Let $R$ and $S$ be two non-zero rings.
The Krull dimension of $R \times S$ is greater or equal to the maximum of the Krull dimensions of $R$ and $S$. Does anyone have an idea how to show this ?
I know the definition of the Krull dimension of a ring, but how can I define the Krull dimension of a direct product of rings ?
Thank you for your help.
I'm not sure what you mean by "how can I define" the Krull dimension for direct products. The direct product of rings is certainly a ring itself, so the definition of Krull dimension makes sense. In particular, the Krull dimension of a ring is one less than the length of the longest chain of ideals in the poset of prime ideals.
Now one can compute the Krull dimension of the direct product of rings $R,S$: it turns that dim$(R \times S)$ is the maximum of that of $R$ and $S$.
To prove this, first note that all the ideals of $R\times S$ are of the form $I \times J$, where $I\subset R,J \subset S$ are ideals (the key observation here is that if $(a,b)$ is in the ideal, then so is $(a,0)$ and $(b,0)$ by multiplying by $(1,0)$ and $(0,1)$).

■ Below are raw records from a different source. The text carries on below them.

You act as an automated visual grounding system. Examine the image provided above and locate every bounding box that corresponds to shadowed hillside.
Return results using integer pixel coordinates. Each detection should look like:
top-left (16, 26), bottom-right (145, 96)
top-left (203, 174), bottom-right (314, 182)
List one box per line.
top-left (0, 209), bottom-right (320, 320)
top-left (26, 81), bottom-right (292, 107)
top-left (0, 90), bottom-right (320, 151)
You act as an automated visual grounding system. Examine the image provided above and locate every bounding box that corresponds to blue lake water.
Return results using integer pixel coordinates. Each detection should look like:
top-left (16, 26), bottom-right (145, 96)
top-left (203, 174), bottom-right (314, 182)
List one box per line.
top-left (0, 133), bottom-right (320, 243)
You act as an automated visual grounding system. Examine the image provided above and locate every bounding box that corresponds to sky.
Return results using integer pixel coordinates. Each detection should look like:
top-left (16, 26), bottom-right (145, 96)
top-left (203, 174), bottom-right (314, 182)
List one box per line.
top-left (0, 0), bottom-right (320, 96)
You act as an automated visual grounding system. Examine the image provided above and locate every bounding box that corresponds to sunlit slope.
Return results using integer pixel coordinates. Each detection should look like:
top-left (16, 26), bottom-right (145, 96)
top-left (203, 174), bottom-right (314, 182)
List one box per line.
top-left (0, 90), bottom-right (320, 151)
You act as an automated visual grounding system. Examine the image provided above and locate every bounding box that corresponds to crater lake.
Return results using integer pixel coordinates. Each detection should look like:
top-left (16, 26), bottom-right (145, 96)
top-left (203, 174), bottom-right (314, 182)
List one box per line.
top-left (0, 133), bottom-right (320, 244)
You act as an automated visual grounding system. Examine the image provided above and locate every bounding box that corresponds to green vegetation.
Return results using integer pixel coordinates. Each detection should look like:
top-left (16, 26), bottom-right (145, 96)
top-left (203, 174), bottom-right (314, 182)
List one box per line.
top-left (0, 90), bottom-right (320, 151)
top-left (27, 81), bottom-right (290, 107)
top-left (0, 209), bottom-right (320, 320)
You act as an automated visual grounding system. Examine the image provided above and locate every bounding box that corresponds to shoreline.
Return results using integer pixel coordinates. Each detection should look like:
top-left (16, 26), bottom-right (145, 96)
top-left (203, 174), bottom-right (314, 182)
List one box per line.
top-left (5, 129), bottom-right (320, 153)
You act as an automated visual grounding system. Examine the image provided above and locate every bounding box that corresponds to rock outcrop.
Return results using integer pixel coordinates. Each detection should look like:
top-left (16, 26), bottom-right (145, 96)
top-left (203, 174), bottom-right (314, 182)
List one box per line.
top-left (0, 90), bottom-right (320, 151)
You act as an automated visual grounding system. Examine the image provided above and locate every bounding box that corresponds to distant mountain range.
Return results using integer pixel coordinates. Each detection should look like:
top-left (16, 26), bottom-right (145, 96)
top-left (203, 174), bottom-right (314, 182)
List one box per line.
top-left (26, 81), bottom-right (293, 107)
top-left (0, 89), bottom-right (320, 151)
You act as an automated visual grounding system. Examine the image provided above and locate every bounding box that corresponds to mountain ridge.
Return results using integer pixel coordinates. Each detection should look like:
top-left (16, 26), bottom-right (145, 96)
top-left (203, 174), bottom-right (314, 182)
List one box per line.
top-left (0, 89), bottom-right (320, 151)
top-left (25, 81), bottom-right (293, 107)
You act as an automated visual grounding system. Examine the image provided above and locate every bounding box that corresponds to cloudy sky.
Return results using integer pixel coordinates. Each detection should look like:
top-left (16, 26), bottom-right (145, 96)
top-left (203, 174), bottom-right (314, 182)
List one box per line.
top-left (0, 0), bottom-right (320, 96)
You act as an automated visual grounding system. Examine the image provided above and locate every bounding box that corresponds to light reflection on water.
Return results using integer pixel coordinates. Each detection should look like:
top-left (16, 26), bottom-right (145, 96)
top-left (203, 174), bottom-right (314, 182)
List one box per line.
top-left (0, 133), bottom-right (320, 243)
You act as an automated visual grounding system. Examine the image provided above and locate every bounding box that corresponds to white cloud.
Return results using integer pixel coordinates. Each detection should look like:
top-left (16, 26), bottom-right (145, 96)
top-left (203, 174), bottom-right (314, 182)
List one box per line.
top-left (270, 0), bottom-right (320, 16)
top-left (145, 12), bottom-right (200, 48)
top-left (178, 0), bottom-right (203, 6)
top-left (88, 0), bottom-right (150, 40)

Moreover, the prime ideals of $R\times S$ are of the form $R \times P$ or $Q\times S$, where $P\subset S,Q\subset R$ are primes. One readily sees that these are prime ideals, and indeed if $I \times J$ are primes, then $(1,0)(0,1) = (0,0)$ is in the ideal, so either $I$ or $J$ contains $1$. From here it is easy to see that the other one must be prime.
Thus any chain of prime ideals in $R \times S$ really arises from either a chain of prime ideals in $R$ or one in $S$. Thus the longest chain must come from the longest chain in $R$ or $S$ (which ever one has a longer chain) so dim$(R\times S) = $ max$($dim$(R),$dim$(S))$.